Triggers State and Local COLAs

"We
closely monitor reports on the CPI-W over a very specific 12-month
cycle, which starts each October and ends the following September,"
comments Hill. "And here's why."

When
our current COLA law (Chapter 17) was enacted in 1997, it was decided
that Social Security's method for determining its annual COLA would
serve as the trigger for COLAs in the Commonwealth. After Social
Security has determined its COLA and the results have been reported,
local retirement boards, as well as the state legislature for retired
state employees and teachers, can then begin the process of determining
the COLA for their retirees.

To
determine how much of a COLA will be paid commencing January of each
year, Social Security bases its calculations on the CPI changes that
occurred during a 12-month cycle that starts every October and
continues through the next September. After this cycle has been
completed, Social Security then basically compares what the CPI was at
the beginning to what it is when the cycle ended.

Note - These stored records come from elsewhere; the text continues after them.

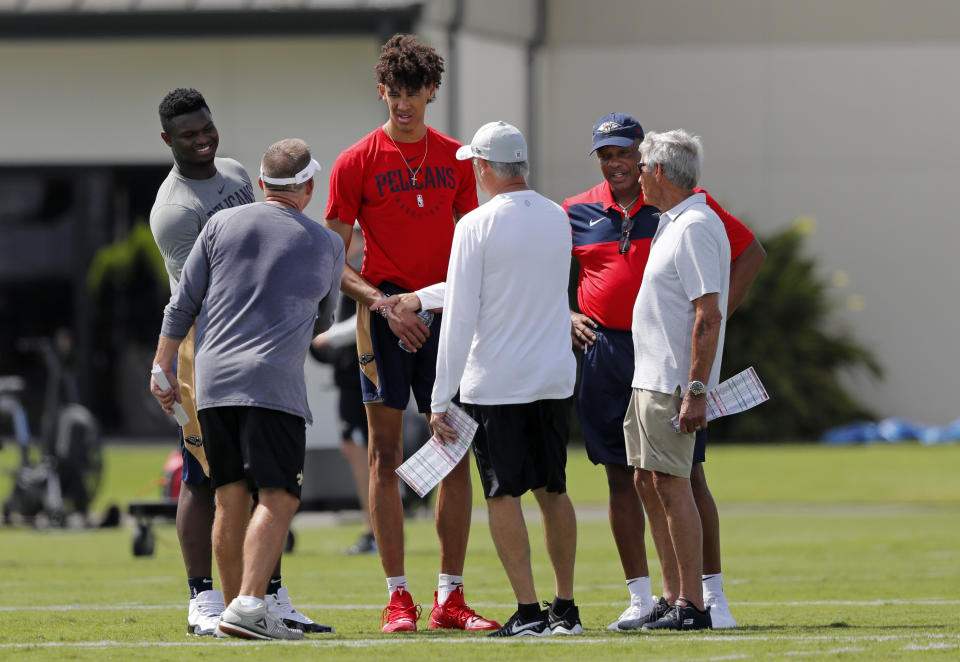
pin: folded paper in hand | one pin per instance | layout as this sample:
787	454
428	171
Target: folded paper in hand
435	459
741	392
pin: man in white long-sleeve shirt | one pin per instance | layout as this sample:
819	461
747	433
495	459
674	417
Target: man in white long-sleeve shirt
505	345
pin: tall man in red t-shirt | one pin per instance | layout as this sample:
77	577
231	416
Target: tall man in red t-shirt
612	232
405	187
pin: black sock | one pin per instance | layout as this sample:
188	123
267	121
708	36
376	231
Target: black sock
528	612
273	585
199	585
560	606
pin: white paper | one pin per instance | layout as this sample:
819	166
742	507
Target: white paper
179	412
429	465
741	392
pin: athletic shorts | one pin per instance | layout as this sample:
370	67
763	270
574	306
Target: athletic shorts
192	472
651	441
521	447
606	375
388	373
353	418
263	447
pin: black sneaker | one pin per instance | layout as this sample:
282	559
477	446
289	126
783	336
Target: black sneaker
681	616
517	626
566	623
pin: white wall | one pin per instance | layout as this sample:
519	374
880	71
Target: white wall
860	134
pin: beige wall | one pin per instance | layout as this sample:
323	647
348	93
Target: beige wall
96	101
842	111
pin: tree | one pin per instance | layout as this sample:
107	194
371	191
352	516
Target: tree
785	330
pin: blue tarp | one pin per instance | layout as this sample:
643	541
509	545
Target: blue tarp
891	430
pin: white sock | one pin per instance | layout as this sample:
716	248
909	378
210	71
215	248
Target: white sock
712	585
393	583
249	602
640	592
446	585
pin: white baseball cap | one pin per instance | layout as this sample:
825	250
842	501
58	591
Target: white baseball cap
496	141
304	175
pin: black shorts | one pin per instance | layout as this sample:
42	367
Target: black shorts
521	447
263	447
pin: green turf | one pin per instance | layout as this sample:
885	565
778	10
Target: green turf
829	553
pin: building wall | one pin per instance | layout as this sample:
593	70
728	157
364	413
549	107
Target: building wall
844	112
98	99
95	102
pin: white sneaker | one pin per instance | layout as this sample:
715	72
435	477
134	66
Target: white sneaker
204	612
280	606
256	623
635	615
719	611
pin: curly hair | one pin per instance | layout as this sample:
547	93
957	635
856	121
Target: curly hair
406	63
180	101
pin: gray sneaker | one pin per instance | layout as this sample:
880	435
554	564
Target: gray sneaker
255	623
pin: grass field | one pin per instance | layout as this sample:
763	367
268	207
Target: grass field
829	553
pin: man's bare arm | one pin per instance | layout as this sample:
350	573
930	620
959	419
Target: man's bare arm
706	339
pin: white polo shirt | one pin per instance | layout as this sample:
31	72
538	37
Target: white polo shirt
690	257
505	337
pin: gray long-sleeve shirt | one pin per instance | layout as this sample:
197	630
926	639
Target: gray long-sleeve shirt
255	282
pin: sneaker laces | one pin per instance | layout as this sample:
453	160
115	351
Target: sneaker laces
462	613
210	609
412	612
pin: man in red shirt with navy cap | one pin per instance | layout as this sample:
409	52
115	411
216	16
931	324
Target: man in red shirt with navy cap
612	232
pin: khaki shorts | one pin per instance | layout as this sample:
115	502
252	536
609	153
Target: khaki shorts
651	441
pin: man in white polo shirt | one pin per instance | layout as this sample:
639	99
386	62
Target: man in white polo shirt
678	327
505	345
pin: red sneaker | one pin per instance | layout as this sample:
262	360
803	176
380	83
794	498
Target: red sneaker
401	615
454	614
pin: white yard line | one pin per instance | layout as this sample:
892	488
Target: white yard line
925	602
936	641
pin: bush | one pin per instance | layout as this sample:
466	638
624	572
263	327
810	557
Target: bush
784	329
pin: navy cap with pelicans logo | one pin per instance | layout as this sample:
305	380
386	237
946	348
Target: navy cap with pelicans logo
617	129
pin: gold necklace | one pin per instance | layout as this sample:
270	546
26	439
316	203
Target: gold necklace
626	208
413	173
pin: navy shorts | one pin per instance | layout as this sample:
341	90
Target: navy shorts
263	447
606	378
192	472
521	447
399	371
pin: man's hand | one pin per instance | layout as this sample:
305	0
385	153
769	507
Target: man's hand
440	428
582	332
168	397
400	313
693	413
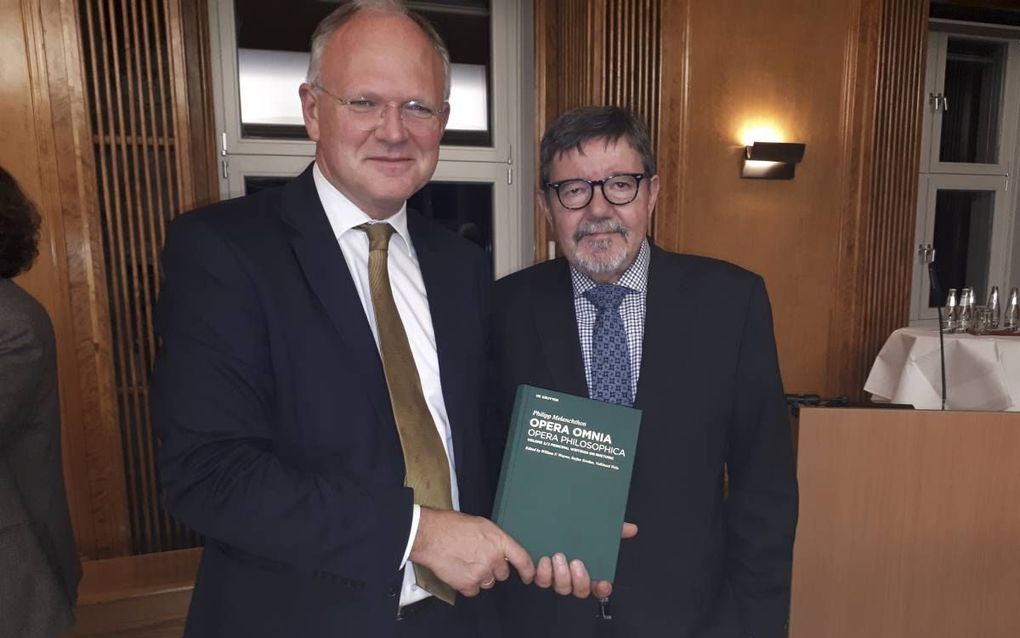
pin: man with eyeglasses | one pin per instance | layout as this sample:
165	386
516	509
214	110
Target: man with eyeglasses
689	341
318	396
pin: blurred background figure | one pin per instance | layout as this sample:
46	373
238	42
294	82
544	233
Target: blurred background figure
39	568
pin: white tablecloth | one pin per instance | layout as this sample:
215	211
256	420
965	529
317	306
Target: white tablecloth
981	373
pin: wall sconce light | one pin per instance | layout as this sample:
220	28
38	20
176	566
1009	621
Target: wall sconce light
771	160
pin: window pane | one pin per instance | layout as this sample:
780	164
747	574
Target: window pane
963	241
974	76
464	207
272	58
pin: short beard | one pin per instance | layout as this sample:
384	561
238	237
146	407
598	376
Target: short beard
595	263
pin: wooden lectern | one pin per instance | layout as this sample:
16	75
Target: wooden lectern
909	525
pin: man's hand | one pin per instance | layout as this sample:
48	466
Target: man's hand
572	578
467	552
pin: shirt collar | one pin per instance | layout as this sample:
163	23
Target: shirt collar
345	214
634	278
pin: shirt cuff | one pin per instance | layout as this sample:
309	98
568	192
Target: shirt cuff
415	516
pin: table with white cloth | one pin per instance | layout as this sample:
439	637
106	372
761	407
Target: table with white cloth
982	373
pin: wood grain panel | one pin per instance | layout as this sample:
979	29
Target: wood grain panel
876	239
143	145
833	244
909	525
45	142
596	52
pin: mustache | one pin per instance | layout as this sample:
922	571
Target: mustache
598	228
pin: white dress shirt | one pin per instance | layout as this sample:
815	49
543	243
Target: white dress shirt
412	304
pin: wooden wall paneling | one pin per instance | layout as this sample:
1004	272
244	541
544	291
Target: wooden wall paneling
875	248
45	142
671	143
194	20
596	52
143	144
632	58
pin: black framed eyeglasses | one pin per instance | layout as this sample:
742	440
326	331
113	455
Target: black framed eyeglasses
367	113
617	189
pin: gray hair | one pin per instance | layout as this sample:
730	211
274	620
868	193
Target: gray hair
349	9
577	127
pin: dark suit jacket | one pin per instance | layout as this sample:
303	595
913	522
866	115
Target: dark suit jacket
39	569
277	439
712	399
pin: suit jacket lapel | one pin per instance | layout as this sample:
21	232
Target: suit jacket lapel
665	324
329	279
556	326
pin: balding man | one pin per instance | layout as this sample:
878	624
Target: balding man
318	393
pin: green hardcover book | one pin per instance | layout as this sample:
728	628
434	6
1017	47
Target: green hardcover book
566	475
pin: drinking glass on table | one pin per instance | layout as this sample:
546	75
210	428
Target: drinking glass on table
1011	321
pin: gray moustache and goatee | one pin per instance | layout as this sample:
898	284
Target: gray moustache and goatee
597	228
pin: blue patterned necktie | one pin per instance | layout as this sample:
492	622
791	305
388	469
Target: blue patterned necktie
610	354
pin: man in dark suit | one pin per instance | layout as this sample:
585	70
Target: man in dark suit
39	568
318	392
689	341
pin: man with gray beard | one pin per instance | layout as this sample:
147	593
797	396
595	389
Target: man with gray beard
689	341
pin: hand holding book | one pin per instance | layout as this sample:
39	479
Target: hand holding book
572	579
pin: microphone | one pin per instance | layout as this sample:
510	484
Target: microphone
936	289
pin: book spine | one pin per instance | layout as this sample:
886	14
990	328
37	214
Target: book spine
511	450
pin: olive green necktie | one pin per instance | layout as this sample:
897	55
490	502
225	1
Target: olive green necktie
424	454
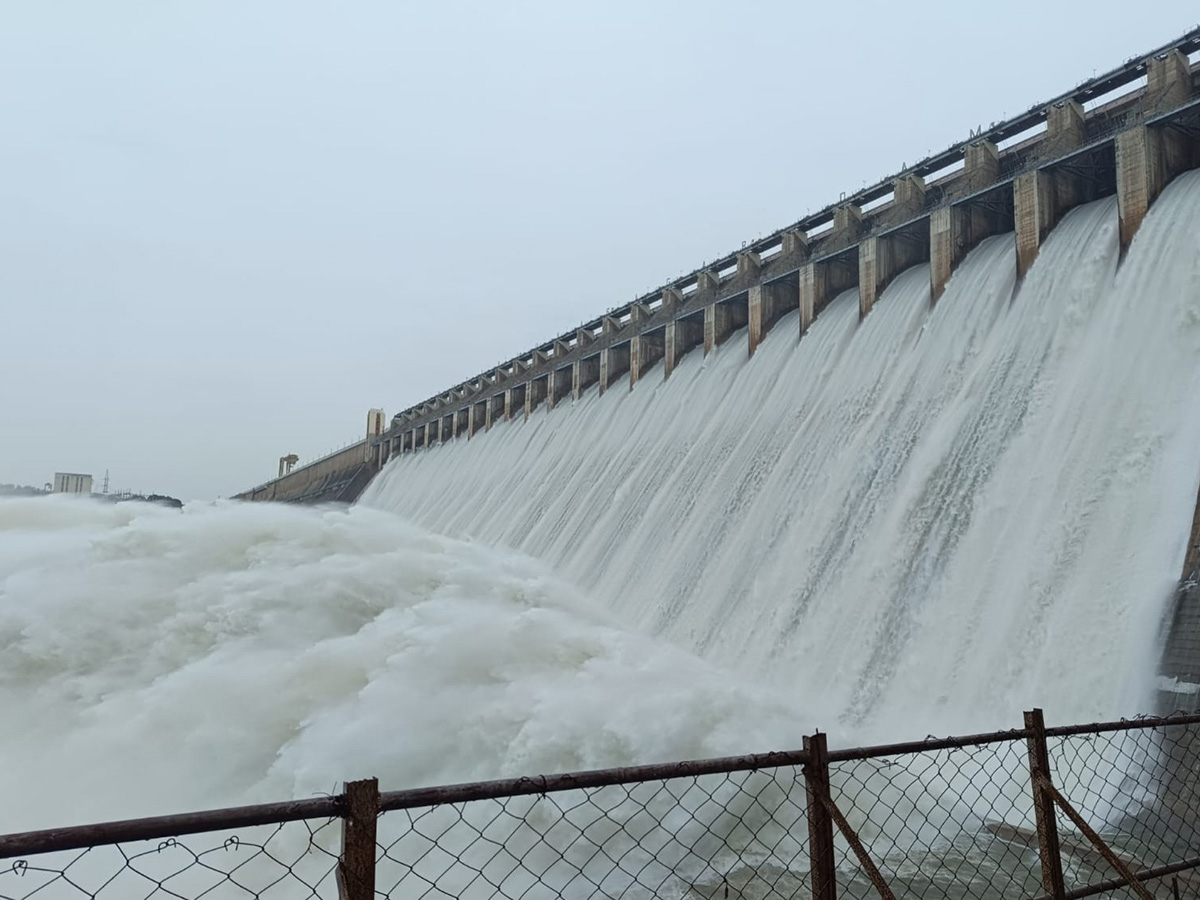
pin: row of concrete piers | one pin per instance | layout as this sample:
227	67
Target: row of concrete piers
1071	151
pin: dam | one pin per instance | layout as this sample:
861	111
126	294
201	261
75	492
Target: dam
923	463
945	385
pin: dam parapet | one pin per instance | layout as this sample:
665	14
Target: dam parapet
1127	132
339	477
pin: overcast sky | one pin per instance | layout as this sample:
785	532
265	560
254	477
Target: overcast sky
228	228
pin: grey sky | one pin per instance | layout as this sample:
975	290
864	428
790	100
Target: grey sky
229	228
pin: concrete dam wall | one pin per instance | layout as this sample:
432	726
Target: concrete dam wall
1021	175
1126	133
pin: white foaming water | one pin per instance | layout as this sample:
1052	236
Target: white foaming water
925	522
157	660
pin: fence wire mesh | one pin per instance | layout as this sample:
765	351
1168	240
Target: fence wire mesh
942	823
1138	790
288	859
945	820
737	834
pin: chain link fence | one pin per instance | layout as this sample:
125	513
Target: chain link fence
1060	813
286	861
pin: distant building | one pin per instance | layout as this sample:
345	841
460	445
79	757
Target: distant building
71	483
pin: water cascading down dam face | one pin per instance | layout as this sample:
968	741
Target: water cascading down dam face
925	521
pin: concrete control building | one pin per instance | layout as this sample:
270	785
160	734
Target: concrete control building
71	483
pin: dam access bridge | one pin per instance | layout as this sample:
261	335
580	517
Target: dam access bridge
1126	132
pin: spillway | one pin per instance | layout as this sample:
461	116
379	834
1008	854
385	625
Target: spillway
925	521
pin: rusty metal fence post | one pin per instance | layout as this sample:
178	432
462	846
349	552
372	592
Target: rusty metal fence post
355	867
816	779
1043	805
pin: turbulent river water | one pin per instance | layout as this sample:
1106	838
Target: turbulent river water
923	522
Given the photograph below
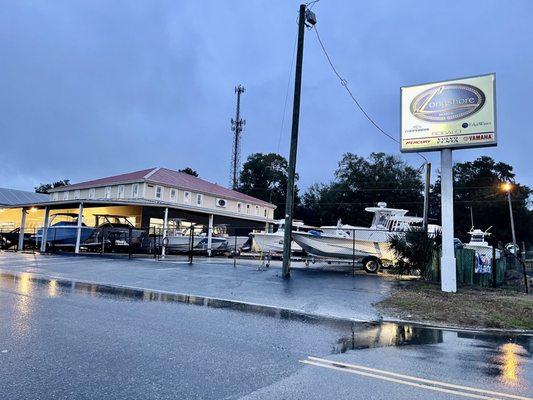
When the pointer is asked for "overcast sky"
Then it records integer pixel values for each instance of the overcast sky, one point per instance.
(95, 88)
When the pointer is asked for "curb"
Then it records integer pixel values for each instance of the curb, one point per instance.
(243, 306)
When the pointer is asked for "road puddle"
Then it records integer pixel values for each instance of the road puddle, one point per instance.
(501, 356)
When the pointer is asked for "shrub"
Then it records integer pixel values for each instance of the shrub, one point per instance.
(414, 250)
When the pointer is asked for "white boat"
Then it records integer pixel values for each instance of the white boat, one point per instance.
(483, 250)
(367, 244)
(272, 242)
(236, 243)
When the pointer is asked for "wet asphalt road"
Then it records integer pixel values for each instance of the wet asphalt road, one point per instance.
(62, 341)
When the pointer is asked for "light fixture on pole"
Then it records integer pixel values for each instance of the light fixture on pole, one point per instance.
(507, 187)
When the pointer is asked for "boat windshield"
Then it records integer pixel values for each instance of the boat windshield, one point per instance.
(380, 221)
(477, 238)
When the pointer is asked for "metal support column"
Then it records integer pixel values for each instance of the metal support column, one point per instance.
(45, 228)
(210, 235)
(21, 231)
(78, 232)
(448, 266)
(165, 233)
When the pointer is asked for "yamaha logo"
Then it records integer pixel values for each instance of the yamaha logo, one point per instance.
(449, 102)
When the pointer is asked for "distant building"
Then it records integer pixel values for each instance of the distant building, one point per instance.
(150, 198)
(166, 186)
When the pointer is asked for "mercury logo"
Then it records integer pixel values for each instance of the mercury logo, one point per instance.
(449, 102)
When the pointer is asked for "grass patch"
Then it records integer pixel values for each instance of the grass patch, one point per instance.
(471, 308)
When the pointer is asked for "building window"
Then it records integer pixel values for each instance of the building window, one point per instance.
(134, 190)
(158, 192)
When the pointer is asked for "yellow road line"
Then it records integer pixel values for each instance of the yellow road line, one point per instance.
(404, 379)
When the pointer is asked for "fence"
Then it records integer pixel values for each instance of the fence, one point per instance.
(495, 266)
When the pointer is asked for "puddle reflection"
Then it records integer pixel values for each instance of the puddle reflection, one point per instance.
(386, 334)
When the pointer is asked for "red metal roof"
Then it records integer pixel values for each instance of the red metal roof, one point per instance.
(110, 180)
(185, 181)
(169, 177)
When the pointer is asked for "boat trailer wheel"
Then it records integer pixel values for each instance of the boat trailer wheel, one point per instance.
(371, 265)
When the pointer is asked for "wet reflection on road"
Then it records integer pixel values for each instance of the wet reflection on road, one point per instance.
(502, 356)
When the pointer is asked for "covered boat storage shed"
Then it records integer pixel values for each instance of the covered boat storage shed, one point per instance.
(148, 199)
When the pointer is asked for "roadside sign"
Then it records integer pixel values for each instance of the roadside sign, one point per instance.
(459, 113)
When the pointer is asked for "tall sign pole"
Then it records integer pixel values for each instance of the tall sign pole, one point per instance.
(441, 116)
(447, 261)
(426, 195)
(289, 204)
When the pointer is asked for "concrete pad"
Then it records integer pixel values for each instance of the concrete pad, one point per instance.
(321, 289)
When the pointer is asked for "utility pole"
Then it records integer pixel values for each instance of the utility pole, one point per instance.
(426, 195)
(512, 218)
(237, 126)
(289, 204)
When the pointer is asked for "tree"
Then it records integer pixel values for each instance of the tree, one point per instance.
(189, 171)
(361, 183)
(477, 185)
(45, 187)
(265, 176)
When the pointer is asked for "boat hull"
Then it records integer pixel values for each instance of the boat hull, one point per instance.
(272, 243)
(217, 243)
(234, 245)
(345, 248)
(64, 236)
(182, 243)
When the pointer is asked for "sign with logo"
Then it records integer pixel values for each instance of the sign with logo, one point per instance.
(459, 113)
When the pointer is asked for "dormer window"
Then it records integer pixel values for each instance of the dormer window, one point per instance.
(134, 190)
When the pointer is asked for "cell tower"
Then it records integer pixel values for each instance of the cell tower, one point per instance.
(237, 126)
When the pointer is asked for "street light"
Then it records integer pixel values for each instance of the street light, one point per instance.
(507, 187)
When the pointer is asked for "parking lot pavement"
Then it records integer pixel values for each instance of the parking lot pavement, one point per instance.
(321, 290)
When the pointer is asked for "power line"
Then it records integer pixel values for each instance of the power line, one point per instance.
(344, 83)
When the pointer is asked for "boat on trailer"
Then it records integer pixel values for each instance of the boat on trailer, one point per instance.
(369, 245)
(114, 232)
(63, 233)
(272, 242)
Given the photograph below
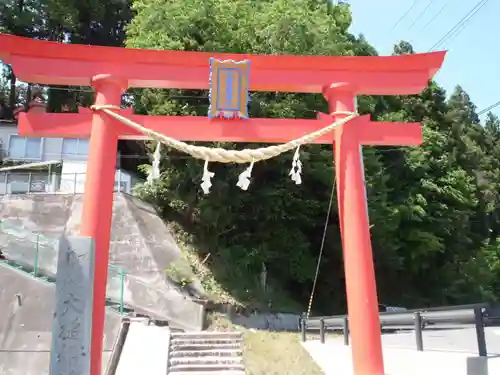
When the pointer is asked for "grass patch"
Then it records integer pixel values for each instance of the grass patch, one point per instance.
(270, 353)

If it indicates that
the CPI has gone up, then Social Security will set the percent of the
CPI increase as the COLA for the next calendar year.

For
example, those, receiving Social Security checks, saw a 2.7% COLA
increase in their January 2005 checks. That COLA increase was based
upon Social Security comparing the CPI changes at the beginning and end
of the October 2003 - September 2004 cycle. It determined that the CPI
had increased by 2.7% and in October announced that percentage as the
2005 COLA. Social Security's COLA announcement has triggered action by
local retirement boards on their COLAs, to be paid to eligible retirees
this upcoming July.

"We must
remember that the Social Security's CPI calculations are a first step
toward the COLA decisions made here at the state and local levels,"
stressed Hill. "Under our pension law, local retirement boards have the
discretion to establish an annual COLA above the CPI up to 3%, and
almost all have done so.

"Regardless
that the CPI calculations are not the final and absolute word on the
state and local COLAs, there's no question that they carry considerable
weight. As we've done over the years, we will continue to watch and
report on important developments concerning the CPI."